Sein Blick verfinsterte sich, und seine Wangen röteten sich leicht, als spürte er, daß etwas nicht stimmte, und wüßte nur nicht genau, was es war.
»Es tut mir leid, Hester, aber ich kann nicht zulassen, daß Imogen dich hier besucht. Es wäre für sie unerträglich. Sie würde es nie wieder vergessen, sie würde Alpträume davon bekommen. Es ist meine Pflicht, ihr diesen Kummer zu ersparen.« Er sah so verzweifelt aus, als steckte der eigentliche Kummer tief in ihm selber.

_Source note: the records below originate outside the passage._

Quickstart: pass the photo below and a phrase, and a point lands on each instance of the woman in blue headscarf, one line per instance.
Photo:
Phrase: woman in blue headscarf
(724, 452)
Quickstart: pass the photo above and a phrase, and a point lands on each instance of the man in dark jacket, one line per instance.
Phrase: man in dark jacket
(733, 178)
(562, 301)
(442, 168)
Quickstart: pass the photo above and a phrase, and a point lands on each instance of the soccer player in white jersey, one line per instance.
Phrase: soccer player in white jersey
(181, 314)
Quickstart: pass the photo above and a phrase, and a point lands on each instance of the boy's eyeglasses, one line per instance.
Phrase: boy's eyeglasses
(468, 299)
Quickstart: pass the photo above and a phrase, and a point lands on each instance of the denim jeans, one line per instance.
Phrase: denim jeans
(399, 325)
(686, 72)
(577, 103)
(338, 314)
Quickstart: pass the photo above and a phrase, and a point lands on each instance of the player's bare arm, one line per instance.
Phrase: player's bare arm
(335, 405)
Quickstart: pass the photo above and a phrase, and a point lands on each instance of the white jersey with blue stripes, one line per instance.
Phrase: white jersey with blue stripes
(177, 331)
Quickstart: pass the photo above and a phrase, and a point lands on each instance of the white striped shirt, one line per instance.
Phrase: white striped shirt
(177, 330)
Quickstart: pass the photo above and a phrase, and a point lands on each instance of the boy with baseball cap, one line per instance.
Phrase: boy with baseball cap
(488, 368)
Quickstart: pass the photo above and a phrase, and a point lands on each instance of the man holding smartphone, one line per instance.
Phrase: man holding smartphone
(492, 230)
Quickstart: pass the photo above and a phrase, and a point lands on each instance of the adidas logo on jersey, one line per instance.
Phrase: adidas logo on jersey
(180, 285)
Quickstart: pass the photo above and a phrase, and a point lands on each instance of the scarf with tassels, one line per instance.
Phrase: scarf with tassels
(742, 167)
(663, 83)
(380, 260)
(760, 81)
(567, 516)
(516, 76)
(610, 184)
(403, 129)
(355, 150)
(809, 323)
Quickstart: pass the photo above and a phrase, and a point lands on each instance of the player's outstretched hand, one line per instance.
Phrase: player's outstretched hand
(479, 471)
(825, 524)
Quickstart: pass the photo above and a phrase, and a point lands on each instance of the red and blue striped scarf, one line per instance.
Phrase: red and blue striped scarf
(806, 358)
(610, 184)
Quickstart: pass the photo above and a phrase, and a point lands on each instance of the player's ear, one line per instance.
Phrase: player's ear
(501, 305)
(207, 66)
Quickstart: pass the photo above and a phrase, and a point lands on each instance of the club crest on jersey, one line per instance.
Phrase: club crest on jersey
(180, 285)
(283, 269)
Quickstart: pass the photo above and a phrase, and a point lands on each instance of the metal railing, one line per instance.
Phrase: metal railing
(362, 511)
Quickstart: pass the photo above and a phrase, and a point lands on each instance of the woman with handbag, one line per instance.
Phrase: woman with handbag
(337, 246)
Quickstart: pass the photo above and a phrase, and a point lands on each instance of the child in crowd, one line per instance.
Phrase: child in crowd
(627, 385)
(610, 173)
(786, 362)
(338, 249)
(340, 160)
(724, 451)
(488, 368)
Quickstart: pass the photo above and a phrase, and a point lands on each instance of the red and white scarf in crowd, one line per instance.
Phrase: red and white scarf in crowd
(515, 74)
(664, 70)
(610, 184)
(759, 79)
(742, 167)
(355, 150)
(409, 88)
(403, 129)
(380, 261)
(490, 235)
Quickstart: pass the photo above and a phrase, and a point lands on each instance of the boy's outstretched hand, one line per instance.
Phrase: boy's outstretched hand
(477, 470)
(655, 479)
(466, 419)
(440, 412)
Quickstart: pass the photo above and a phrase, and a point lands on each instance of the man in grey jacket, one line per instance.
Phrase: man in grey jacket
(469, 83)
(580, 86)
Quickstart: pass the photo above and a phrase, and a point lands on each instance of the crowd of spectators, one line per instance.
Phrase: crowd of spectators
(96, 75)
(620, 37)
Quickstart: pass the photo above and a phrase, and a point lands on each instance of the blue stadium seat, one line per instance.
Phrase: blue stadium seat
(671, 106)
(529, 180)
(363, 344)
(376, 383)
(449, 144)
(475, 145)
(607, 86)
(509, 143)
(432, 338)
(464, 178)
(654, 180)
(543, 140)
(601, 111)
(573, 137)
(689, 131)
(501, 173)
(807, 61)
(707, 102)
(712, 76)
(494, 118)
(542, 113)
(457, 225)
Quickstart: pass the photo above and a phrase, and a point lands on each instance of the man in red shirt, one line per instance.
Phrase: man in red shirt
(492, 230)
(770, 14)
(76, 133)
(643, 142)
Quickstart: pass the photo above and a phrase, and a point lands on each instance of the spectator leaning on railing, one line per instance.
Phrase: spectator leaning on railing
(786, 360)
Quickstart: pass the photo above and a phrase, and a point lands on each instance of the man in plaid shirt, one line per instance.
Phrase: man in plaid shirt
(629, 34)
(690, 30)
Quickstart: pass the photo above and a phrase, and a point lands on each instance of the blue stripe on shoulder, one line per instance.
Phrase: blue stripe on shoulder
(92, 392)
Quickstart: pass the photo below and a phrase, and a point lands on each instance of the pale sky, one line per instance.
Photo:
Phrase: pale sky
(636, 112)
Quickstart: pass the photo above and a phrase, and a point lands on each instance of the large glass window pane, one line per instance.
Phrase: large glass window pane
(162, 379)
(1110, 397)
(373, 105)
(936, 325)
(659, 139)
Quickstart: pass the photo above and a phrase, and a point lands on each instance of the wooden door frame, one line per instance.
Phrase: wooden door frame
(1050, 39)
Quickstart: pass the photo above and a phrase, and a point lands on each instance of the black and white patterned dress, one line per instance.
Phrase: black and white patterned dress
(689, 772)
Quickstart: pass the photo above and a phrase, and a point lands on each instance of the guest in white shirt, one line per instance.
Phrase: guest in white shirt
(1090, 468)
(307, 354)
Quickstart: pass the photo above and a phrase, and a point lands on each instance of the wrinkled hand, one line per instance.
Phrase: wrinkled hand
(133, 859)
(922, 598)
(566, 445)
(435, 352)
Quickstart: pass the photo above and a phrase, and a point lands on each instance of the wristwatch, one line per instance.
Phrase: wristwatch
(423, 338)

»Ja, und ob das ein Alptraum ist«, sagte sie mit tränenerstickter Stimme. »Ich träume auch davon! Aber wenn ich aufwache, liege ich nicht zu Hause unter einer warmen Decke, mit jemandem an meiner Seite, der allen Kummer von mir fernhält! Nein, dann liege ich hier und habe einen langen, kalten Tag vor mir und morgen noch einen und übermorgen den nächsten!«
Er verschloß sein Gesicht, als wollte er die Wahrheit nicht begreifen.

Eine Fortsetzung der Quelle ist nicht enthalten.